DF5 若狭大志 献身的な守備が持ち味<ベガルタ新戦力>

 J1昇格経験のあるプロ11年目が、仙台での再現を目指す。「まず試合に出る。失点を少なくして、より多くの得点を取りたい」と意気込む。

 高校時代からセンターバックを務めてきた。「常に前を見ながら、どこでくさびを入れるか考えている」。味方が受け取りやすいボールを送り、攻撃を組み立てる。長身を生かし、体を張った献身的な守備も持ち味の一つだ。

 小学3年でサッカーを始め、戦術を学んだ東洋大時代に「サッカーが面白くなった」。プロの世界に飛び込み、1年目の大分でJ1昇格プレーオフを勝ち抜いた。「チーム全員が同じ方向を向いていて、誰もネガティブなことを言わなかった」と振り返る。

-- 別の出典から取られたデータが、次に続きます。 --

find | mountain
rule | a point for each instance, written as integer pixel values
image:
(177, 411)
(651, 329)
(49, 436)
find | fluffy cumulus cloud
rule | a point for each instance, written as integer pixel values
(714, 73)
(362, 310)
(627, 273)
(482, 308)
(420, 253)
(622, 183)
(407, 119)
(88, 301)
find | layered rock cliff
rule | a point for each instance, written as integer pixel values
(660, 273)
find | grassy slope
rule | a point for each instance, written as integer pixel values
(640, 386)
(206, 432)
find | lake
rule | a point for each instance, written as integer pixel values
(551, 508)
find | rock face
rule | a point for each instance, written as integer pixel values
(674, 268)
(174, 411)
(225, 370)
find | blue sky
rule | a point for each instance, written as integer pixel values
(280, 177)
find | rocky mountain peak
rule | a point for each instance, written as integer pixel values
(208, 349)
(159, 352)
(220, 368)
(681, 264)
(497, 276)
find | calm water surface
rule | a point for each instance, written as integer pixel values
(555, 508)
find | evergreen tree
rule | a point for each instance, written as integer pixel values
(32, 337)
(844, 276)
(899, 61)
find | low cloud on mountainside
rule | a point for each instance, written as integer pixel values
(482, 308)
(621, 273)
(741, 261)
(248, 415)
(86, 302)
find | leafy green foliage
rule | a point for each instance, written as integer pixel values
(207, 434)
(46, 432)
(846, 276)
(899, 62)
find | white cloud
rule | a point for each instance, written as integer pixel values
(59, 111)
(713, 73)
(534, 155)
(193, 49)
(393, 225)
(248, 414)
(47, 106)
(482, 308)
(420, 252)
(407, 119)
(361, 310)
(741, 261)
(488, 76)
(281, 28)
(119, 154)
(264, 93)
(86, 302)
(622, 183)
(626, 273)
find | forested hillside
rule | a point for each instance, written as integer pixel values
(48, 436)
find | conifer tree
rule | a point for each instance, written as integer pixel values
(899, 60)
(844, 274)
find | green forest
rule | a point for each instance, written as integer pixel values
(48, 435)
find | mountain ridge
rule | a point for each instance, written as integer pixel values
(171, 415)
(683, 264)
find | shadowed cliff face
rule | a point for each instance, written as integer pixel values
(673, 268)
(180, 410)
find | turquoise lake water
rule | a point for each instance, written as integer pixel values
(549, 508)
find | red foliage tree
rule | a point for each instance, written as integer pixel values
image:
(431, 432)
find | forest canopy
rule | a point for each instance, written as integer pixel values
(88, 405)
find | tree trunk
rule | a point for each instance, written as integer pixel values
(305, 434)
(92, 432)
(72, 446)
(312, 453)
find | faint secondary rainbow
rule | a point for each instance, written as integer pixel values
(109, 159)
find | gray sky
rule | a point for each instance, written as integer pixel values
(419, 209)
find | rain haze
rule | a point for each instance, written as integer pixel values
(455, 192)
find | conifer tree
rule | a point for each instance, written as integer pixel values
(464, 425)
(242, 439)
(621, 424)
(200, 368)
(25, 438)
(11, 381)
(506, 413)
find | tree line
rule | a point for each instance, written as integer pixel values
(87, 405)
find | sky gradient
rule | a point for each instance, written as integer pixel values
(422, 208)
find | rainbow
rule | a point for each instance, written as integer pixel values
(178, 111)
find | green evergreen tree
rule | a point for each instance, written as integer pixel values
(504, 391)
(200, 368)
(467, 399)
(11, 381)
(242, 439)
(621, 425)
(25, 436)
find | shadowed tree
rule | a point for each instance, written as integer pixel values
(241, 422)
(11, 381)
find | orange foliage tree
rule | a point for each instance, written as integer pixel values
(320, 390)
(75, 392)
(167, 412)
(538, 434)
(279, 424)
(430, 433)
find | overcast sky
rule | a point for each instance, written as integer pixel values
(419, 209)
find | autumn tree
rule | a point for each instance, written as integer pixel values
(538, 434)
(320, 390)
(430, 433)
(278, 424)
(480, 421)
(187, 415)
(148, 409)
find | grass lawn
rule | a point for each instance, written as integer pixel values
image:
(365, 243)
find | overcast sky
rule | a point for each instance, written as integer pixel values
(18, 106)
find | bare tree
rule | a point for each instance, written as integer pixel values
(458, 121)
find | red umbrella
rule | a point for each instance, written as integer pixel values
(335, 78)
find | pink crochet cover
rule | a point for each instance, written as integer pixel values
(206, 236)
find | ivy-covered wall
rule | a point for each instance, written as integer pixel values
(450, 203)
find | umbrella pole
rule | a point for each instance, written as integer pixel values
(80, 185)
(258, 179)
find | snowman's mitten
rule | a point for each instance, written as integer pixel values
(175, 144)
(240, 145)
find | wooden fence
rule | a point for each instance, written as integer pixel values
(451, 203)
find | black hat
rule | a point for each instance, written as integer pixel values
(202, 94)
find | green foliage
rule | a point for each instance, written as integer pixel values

 キャンプでは、持ち前のコミュニケーション能力ですぐに周囲と打ち解けた。「長いシーズンなので負けた時にも明るくいることが大事。ピッチ外でもコミュニケーションは大切で、雰囲気は良い感じ」と話す。

 以前は年に何度も肉離れなどの故障に苦しめられていたが、おととしの結婚後はけがをしておらず「奥さんに感謝、感謝です」。Jリーグ通算220試合以上の出場を経験したベテランが、万全の状態でシーズンに臨む。
(北村早智里)

[わかさ・まさし]181センチ、75キロ。大分、J2千葉を経てJ2東京Vから移籍。大学時代は焼き肉店「牛角」でアルバイトを続け、試合後でもシフトに入り、対話力と洞察力を磨きながら学費を稼いだ。チャームポイントは「笑顔です」。埼玉県出身。32歳。背番号5。